By shadow9236, history, 23 months ago,

# Introduction

Hello Codeforces,
I came across this problem a while back — https://cses.fi/problemset/task/1139/. Here the task is — "Given a colored, rooted tree, determine the number of distinct colors in each subtree of the tree". It is possible to solve this problem by flattening the tree and then using a binary indexed tree(now that subtrees have converted into subarrays). I will discuss an alternate technique to solve this, which can help in cases where it is useful to have the entire subtree as a set in a DFS call.

# $O(n^2)$ solution

If $n$ were small, we could have stored for each node, the set of elements in its subtree.
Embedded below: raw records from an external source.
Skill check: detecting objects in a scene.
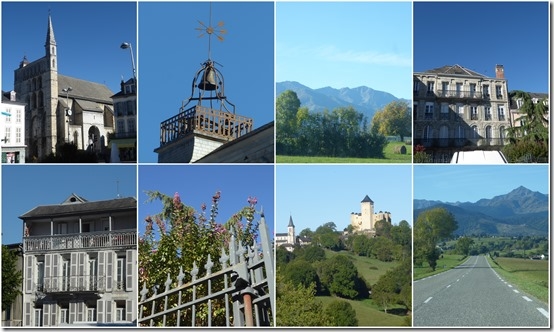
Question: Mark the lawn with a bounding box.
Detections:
[325,250,398,285]
[276,142,412,164]
[316,296,411,326]
[487,257,549,303]
[413,254,466,280]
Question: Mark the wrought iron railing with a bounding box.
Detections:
[160,105,253,146]
[138,215,275,326]
[23,230,137,252]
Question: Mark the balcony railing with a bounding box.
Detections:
[40,275,105,294]
[436,90,483,99]
[160,105,252,146]
[23,230,137,252]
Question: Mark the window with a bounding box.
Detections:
[116,257,125,290]
[483,84,490,97]
[469,106,479,120]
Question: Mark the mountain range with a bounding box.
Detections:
[414,186,548,236]
[276,81,411,120]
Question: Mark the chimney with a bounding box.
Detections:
[496,65,504,79]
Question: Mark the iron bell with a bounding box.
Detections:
[198,66,217,91]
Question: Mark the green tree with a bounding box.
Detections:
[138,191,258,326]
[276,273,328,326]
[372,101,412,141]
[325,300,358,326]
[456,236,475,256]
[2,245,23,311]
[414,207,458,271]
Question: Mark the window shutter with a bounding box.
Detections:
[69,252,79,290]
[77,252,87,290]
[25,256,34,294]
[96,300,105,324]
[125,250,135,292]
[96,251,106,291]
[69,302,77,324]
[42,303,50,326]
[106,301,113,323]
[44,254,52,290]
[125,300,135,322]
[106,251,115,292]
[50,254,58,290]
[23,302,33,326]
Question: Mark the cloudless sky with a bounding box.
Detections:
[2,1,137,94]
[275,1,412,99]
[414,165,550,203]
[276,165,412,233]
[1,164,137,244]
[414,1,549,93]
[138,2,275,163]
[138,164,274,240]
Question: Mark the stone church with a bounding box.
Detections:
[14,14,114,161]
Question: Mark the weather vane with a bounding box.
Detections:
[196,3,227,59]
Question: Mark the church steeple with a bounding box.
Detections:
[44,12,56,56]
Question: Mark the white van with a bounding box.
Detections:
[450,150,508,164]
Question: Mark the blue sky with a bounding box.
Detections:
[138,164,274,240]
[276,165,412,233]
[275,2,412,99]
[414,165,550,203]
[2,2,137,94]
[138,2,275,163]
[414,1,549,93]
[2,164,137,244]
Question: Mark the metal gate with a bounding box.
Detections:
[138,212,275,326]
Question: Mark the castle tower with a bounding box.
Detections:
[154,3,253,163]
[14,13,58,159]
[287,216,296,245]
[361,195,374,229]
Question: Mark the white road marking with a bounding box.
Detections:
[537,308,550,318]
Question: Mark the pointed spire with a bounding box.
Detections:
[44,10,56,49]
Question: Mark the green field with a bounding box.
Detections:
[325,250,398,285]
[276,142,412,164]
[413,254,466,280]
[487,257,549,303]
[316,296,411,326]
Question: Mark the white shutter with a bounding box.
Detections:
[43,254,52,290]
[69,252,78,290]
[42,303,50,326]
[105,301,114,323]
[106,251,115,292]
[25,256,34,294]
[96,251,106,290]
[50,254,58,290]
[125,300,135,322]
[23,302,33,326]
[125,250,136,292]
[77,302,86,322]
[96,300,106,324]
[77,252,87,290]
[69,302,77,324]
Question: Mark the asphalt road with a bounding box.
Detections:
[413,256,550,327]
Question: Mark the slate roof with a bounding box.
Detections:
[19,197,137,220]
[418,65,487,78]
[362,195,373,203]
[58,75,113,105]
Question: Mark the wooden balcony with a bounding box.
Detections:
[23,229,137,253]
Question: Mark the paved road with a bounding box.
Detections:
[413,256,550,327]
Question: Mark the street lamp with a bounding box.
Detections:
[62,86,73,143]
[120,43,137,84]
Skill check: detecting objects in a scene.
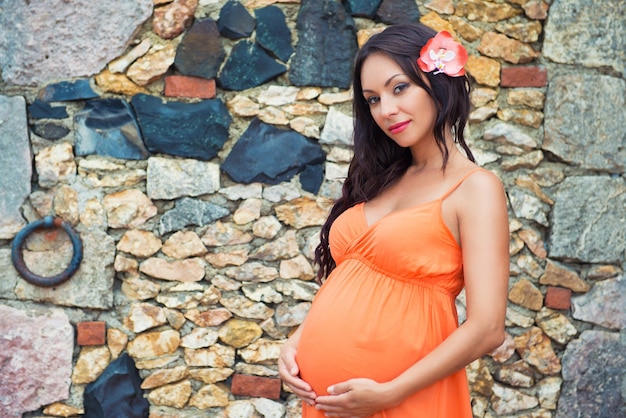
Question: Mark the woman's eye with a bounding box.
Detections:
[393,83,409,94]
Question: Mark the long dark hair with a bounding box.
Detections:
[315,23,474,282]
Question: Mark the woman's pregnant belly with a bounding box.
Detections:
[296,260,456,395]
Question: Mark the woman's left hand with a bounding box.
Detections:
[315,379,400,417]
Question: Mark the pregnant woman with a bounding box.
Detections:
[279,24,509,418]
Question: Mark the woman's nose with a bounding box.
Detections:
[380,99,398,117]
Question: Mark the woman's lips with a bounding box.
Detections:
[389,120,410,134]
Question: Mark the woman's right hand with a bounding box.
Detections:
[278,343,317,405]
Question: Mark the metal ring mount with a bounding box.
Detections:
[11,216,83,287]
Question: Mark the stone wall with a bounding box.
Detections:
[0,0,626,418]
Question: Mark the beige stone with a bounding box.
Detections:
[498,108,543,128]
[161,231,207,260]
[517,228,548,259]
[72,346,111,385]
[184,308,233,327]
[189,385,229,409]
[496,20,542,43]
[449,16,485,42]
[514,327,561,375]
[465,55,500,87]
[317,90,352,106]
[233,198,263,225]
[509,279,543,311]
[43,402,85,417]
[95,68,150,96]
[238,338,284,364]
[219,319,263,348]
[454,0,522,22]
[257,106,289,126]
[189,363,234,384]
[420,12,458,34]
[141,366,189,389]
[103,189,157,228]
[274,197,330,229]
[202,221,254,247]
[465,359,493,397]
[124,302,167,333]
[477,32,540,64]
[128,330,180,359]
[35,142,76,188]
[424,0,454,15]
[147,380,191,409]
[279,254,315,280]
[126,43,177,86]
[107,328,128,359]
[139,257,205,282]
[117,229,161,258]
[204,248,248,268]
[539,260,591,292]
[506,89,546,109]
[185,344,235,368]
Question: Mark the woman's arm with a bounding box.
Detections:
[316,172,509,417]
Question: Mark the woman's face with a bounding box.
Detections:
[361,53,437,147]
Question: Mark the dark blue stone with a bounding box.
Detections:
[30,122,70,141]
[221,119,326,184]
[131,94,232,160]
[217,0,256,39]
[159,197,230,235]
[28,100,68,119]
[174,19,226,79]
[39,79,98,102]
[300,164,324,194]
[345,0,381,19]
[376,0,420,25]
[218,41,287,90]
[83,352,150,418]
[254,6,293,62]
[289,0,357,89]
[74,99,149,160]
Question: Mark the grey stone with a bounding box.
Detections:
[572,277,626,330]
[556,331,626,418]
[15,226,115,309]
[146,157,220,200]
[74,99,149,160]
[543,74,626,173]
[0,0,153,85]
[289,0,357,89]
[543,0,626,76]
[159,197,230,235]
[0,305,74,418]
[0,95,33,239]
[508,187,548,226]
[548,176,626,263]
[320,107,353,146]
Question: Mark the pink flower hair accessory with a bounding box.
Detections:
[417,30,467,77]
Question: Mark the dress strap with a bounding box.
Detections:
[439,167,485,201]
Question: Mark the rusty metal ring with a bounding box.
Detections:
[11,216,83,287]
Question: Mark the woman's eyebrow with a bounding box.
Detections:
[363,74,404,93]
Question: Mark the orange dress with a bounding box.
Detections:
[296,169,477,418]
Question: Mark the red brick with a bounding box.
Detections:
[230,374,282,399]
[76,321,106,345]
[165,75,216,99]
[500,66,548,87]
[544,286,572,310]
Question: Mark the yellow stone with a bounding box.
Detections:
[95,69,149,96]
[465,55,501,87]
[420,12,457,38]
A DFS can be used to evaluate this, which will take $O(n^2log n)$ time and $O(n^2)$ space.

vector<int> color(n);
vector<set<int>> subtree(n);

void dfs(int i,int parent){
subtree[i].insert(color[i]);
for(int node : graph[i]){
if(node != parent){
dfs(node,i);
subtree[i].insert(subtree[node].begin(),subtree[node].end());
}
}
}


The number of distinct colors in the subtree of the $i^{\text{th}}$ node is just the size of the set corresponding to it.

# An Improvement

The problem with this technique is repetition. Each element occurs in $depth[i]$ different sets which is inefficient. For an improvement, we can consider the same idea used in heavy-light decomposition and union-find optimizations, which is "small-to-large merging".

We will use a DFS as before. To construct the set of all elements in the node's subtree, we will pick the child with the largest subtree set. Instead of making a new set for the current node, we will use the same set as the child with the largest subtree and insert all other children's sets in it. To avoid consuming extra space and time, we will use pointers to accomplish this task.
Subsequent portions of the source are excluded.